Change is a natural byproduct of a new political administration. Every time a new president takes office, the financial services industry prepares for these inevitable changes. In most cases, the changes occur at the government’s typical slow pace, and lenders and servicers have plenty of time to prepare. But something about the current administration had many believing that things would be different this time.
Part of that is due to the fact that President Donald Trump has fundamentally changed the way his office communicates with the American public. President Obama introduced social media to the White House and did an admirable job of maintaining open lines of communication with his constituents. President Trump has also embraced social media, particularly Twitter.
From the earliest days of his campaign, President Trump tweeted out his intentions to create massive change in federal government, especially as it pertains to regulatory oversight.
Naturally, many felt certain that rapid change would be the agenda for the president’s first 100 days. They were not disappointed when the President and his staff immediately turned their attention to the Affordable Care Act (ACA).
Unexpected roadblocks to change
Despite the fact that the Republican Party holds a majority in both houses of Congress, progress on reducing governmental regulatory oversight has been slower than many expected.
When ACA, also known as ObamaCare, came up for modification, the wheels of change ground completely to a halt. After news broke that the bill Republicans had drafted to overturn ACA would leave 24 million Americans without insurance, many Republicans withdrew their support and the effort died.
It’s not clear what the administration’s next step will be. At the end of March, House Republican whip Steve Scalise, R-La., told the New York Times, “Their celebration is premature. I think we’re closer today to repealing Obamacare than we’ve ever been before.”
If changing ACA has been difficult, many worry now that repealing Dodd-Frank will be even more so, yet that seems exactly what the president expects to do. In mid-April, just a few weeks ago, President Trump told a group of CEOs that a full repeal was possible.
“You can take a look at Dodd-Frank. For the bankers in the room, they'll be very happy because we're really doing a major streamlining and, perhaps, elimination, and replacing it with something else,” Trump said.
Presumably, this would mean the end of the Consumer Financial Protection Bureau, the bureau established by Dodd-Frank to create and enforce the new regulations.
Former Massachusetts Representative Barney Frank, one of the authors of Dodd-Frank, has already come out against the dismantling of what has become his legacy legislation. Frank told a New York radio audience in April that shutting down the CFPB would be “very unpopular.” He said that the bureau had already saved consumers money and suggested that if the Republican-controlled Congress shut it down consumers would not appreciate it.

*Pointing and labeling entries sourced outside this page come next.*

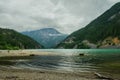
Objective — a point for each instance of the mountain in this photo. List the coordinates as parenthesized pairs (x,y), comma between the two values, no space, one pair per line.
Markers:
(10,39)
(103,32)
(48,37)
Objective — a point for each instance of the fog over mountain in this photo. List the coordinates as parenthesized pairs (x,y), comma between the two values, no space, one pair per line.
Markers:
(63,15)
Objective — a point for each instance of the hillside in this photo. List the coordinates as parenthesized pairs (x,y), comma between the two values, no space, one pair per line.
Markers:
(10,39)
(48,37)
(103,32)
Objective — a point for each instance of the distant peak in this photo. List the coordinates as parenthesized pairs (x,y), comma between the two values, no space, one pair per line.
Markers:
(50,30)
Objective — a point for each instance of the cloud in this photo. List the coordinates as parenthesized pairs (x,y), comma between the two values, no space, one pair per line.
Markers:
(64,15)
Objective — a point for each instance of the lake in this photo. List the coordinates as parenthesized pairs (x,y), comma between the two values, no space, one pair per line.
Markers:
(73,60)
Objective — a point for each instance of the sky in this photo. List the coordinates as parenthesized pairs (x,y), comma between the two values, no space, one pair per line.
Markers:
(66,16)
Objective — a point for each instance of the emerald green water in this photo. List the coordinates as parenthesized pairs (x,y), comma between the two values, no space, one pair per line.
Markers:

The only plan for the financial services industry
There is enough reason to believe, given the events of the new president’s early days, that any change will require a hard fight.
Wholesale change has been difficult for this administration, which leaves the industry without a sense of what will come next. Without evidence of actual change, lenders and servicers can only continue to work for full compliance with existing regulations.
This leaves the industry with the promise of change but no evidence that it will be forthcoming. The CFPB has already demonstrated that it will prosecute aggressively should it find evidence of a pattern of noncompliance and so the industry must continue to operate as it has in the past in order to avoid this risk. In fact, we would argue that noncompliance risk is higher now than before as regulators may choose to audit more aggressively now in the fear that the bureau will be faced with reduced resources in the future.
Lenders and servicers are encouraged to maintain their relationships with their external compliance support vendors and to continue implementing technologies that will make it easier for them to originate and service loans in full compliance with existing regulations.
The critical role of technology
The newest buzzword making its way around the industry is regTech, which denotes technology specifically built for regulatory compliance. While the term may be new, the technology lenders and servicers are using today has been refined such that it now provides an effective shield against non-compliance.
Mortgage technologists have been working for years to help the industry move from manual to automated compliance. Initially, the tools were only capable of throwing up red flags to alert users of potential compliance problems. The industry has come a long way since then.
Today’s compliance automation is capable of much more, but it still requires expert support from a development team that understands the changing nature of the compliance situation. On the plus side, lenders and services can have confidence that if they stay the course their compliance systems will alert them should compliance requirements change.
Even if the current administration is successful in implementing change, it will take time to dismantle the regulatory infrastructure. It is unlikely that the government will make it clear early on exactly when the industry is free from regulatory liability. This means that financial services companies will have to carefully review the new rules and create new policies, which can be a time consuming process.
At least for the foreseeable future, the status quo is the only safe place for the lender or servicer to be. It’s rare for an external partner to warn the industry about change, as firms like ours benefit the most during times of rapid change, but that’s exactly what we’re advising our partners to do when it comes to their current policies on compliance. If they change at all, it should be to add additional compliance automation to make it easier to stay compliant now and to change quickly when change finally does occur.